James F. Ormsby (b. 1957) is a contemporary artist from New Zealand, affiliated with the iwi (tribal) groups, Ngati Maniapoto, Waikato, Te Arawa and Katimana (Scotsman). He was raised and educated in Hamilton, New Zealand, leaving the local Teachers Training College in 1981. He then spent over thirteen years in Melbourne, Australia, working and then studying for a Degree in Education. He graduated in 1990, and then tutored in Design at the University of Melbourne. Ormsby achieved a Master of Fine Art from the Royal Melbourne Institute of Technology University in 2002, and started to exhibit at dealer galleries. He now works from his studio in Omanu, Bay of Plenty, and also guest lectures throughout New Zealand.

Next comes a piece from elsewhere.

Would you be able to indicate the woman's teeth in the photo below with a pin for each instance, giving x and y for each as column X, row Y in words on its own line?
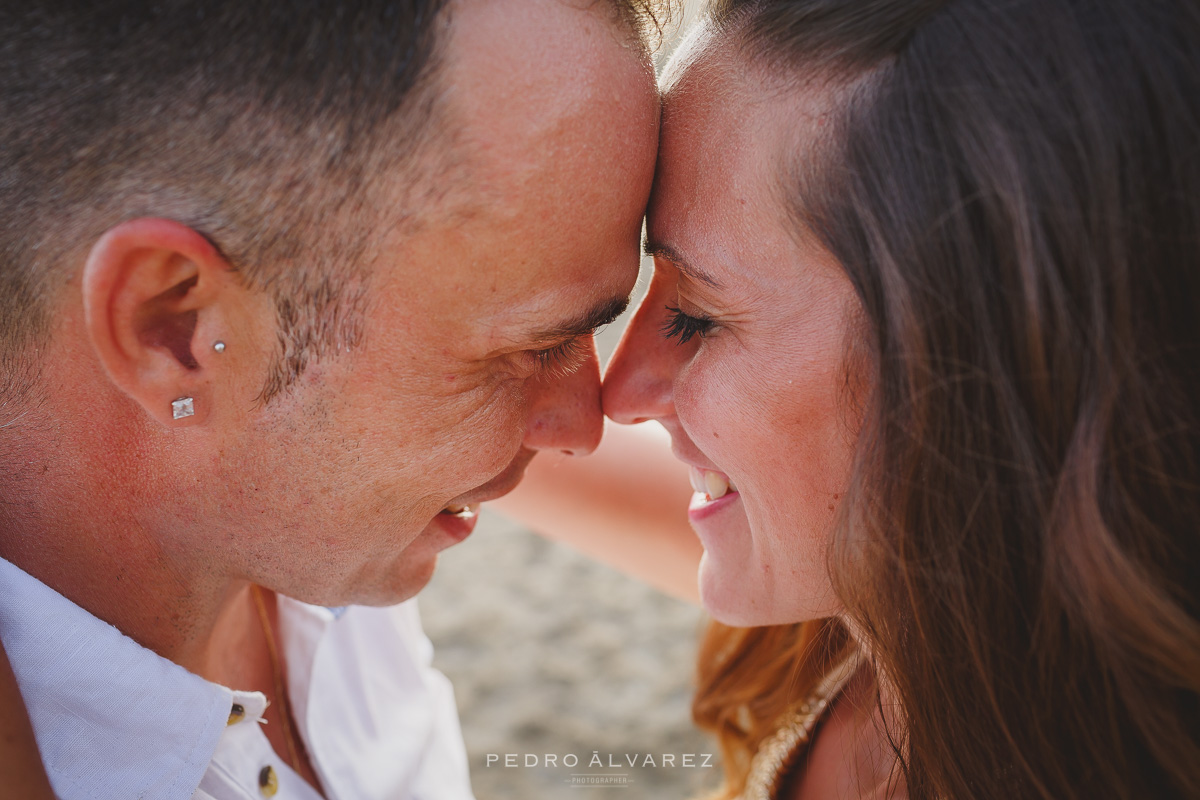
column 709, row 483
column 462, row 511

His work, consisting of drawings and paintings, has been shown in many solo and group exhibitions in New Zealand and Australia. It is considered to be a significant voice in contemporary Maori art, expressing cross-cultural issues and contemporary interpretations of Maori culture. At the same time, Ormsby pushes the boundaries of drawing traditions, producing works which are at once grand, imposing and highly personal.
Recently, he has held major solo exhibitions throughout New Zealand. His most recent work is Psaltearoa, exhibited at the Whitespace Gallery, Auckland, in May 2011 and in July on show in the exhibition Current at the October Gallery in London, UK. Psaltearoa is a syncretic combination, a compound of Psalter (Illuminated Manuscript), and Aotearoa (New Zealand). The Psaltearoa drawings reference the famous English “Ormesby Psalter”, commissioned by Robert Ormesby, a 13th century monk. It is thus a continuation of whakapapa (history) into New Zealand from England. In 2011, he was also a guest speaker for the panel Indigenous Art Now! organised in collaboration of the Australian contemporary art magazine Artlink, the October Gallery and Framer Framed.
His work is held in many of the major New Zealand and Australian collections including The Museum of New Zealand – Te Papa o Tongarewa (Wellington), the Waikato Museum (Hamilton) and The University of Melbourne.